Early Dispute Resolution: Whenever a Dispute arises between you and the Company, you and the Company agree to first send a written notice to the other (a “Demand”). You must send the Demand to the Company via certified mail to the Notice Address. The Company must send the Demand to you via certified mail to the most recent address the Company has on file for you (or by email if the Company only has an email address for you on file). A Demand (1) shall state the full basis for the Dispute (including the details about the Dispute sufficient for the recipient to review and respond) and the date that the Dispute arose; (2) shall provide the individual claimant’s full name, phone number, and email address to confirm their identity and to aid communication; and (3) shall be personally signed by the individual claimant or for the Company by its authorized representative (and not only their counsel, if any). Within twenty (20) business days of receipt of a Demand, the recipient may request an individualized video or telephone conference to attempt in good faith to resolve the Dispute which both you and the Company will personally attend (with counsel, if represented). You and the Company agree that you and the Company will not take any legal action, including filing a lawsuit or demanding arbitration, until after the period to request a conference expires or, if a conference is requested, twenty (20) business days after the individualized conference is completed. Compliance with this informal dispute resolution procedure section is mandatory and a condition precedent to initiating any lawsuit or arbitration. This procedure is essential to providing each of us a meaningful opportunity to resolve disputes informally. Any applicable limitations periods and filing fee deadlines will be tolled while the parties engage in the process set forth above. A court of competent jurisdiction may enjoin the filing or prosecution of a lawsuit in court or arbitration if these requirements have not been met.
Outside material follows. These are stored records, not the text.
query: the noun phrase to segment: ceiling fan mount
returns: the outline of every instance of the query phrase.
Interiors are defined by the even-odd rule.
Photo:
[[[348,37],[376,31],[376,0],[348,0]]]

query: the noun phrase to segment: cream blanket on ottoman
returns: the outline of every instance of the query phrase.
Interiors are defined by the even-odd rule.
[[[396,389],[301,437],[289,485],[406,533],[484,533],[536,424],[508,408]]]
Arbitration Procedure: If the Dispute stated in the Demand is not resolved to your or the Company’s satisfaction within the time periods set forth above for Early Dispute Resolution and you or the Company intend on taking legal action, you and the Company agree that you or the Company shall file a request to arbitrate under the Arbitration Rules of the ADR Institute of Canada (“ADRIC”) (https://adric.ca/). The arbitration will be conducted by a single arbitrator pursuant to the ADRIC Arbitration Rules (“Rules”) then in effect. You and the Company may agree, and the tribunal may order, to have the arbitration based only on written submissions. The arbitration and all documents exchanged in the proceedings will be kept confidential except as may lawfully be required.

Payment of all fees will be governed by the ADRIC Rules. Either you or the Company may seek attorneys’ fees and costs in arbitration. BY AGREEING TO ARBITRATE A DISPUTE, THE DISPUTE RESOLUTION PROCEEDING WILL BE CONDUCTED ONLY ON AN INDIVIDUAL BASIS AND NOT IN A CLASS, CONSOLIDATED, OR REPRESENTATIVE ACTION. NEITHER YOU NOR THE COMPANY MAY ACT AS A CLASS REPRESENTATIVE, NOR PARTICIPATE AS A MEMBER OF A CLASS OF CLAIMANTS, WITH RESPECT TO ANY DISPUTE OR CLAIM.
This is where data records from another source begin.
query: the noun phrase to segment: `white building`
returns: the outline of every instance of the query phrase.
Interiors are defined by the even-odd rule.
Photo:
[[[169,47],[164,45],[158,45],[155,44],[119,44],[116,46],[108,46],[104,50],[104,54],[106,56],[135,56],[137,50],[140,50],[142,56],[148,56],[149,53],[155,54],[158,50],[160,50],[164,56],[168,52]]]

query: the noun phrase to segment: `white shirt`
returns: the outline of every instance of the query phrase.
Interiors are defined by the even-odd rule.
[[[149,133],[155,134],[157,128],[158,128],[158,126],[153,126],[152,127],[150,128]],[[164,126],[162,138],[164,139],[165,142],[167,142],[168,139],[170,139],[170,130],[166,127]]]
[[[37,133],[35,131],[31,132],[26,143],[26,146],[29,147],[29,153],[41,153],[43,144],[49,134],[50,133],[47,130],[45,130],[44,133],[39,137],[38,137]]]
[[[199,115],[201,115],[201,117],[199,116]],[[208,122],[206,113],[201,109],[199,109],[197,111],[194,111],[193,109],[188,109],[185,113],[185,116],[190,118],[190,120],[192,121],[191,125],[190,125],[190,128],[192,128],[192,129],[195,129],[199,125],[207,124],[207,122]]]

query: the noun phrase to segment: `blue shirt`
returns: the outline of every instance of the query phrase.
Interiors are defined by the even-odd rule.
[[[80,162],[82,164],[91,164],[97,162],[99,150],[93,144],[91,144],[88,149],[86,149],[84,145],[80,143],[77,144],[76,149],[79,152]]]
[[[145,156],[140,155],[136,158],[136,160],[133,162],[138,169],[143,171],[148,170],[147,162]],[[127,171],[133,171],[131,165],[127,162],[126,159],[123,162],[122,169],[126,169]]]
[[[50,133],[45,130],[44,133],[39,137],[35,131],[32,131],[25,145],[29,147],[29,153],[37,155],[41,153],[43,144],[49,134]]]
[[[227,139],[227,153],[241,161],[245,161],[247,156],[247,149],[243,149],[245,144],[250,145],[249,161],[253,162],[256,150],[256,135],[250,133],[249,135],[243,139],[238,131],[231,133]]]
Disputes not permitted to be resolved by arbitration shall be exclusively brought before the applicable courts of Ontario. You agree and consent to waive all defenses of lack of jurisdiction and forum non conveniens (i.e., inconvenient forum) with respect to venue and jurisdiction of the applicable courts of Ontario. You consent to exclusive jurisdiction and venue in these courts.

You agree that any and all claims be brought by you within two (2) years after the claim is discovered, except to the extent a longer period is required by applicable law.

This Section of these Terms will survive the termination of the relationship with you and the Company.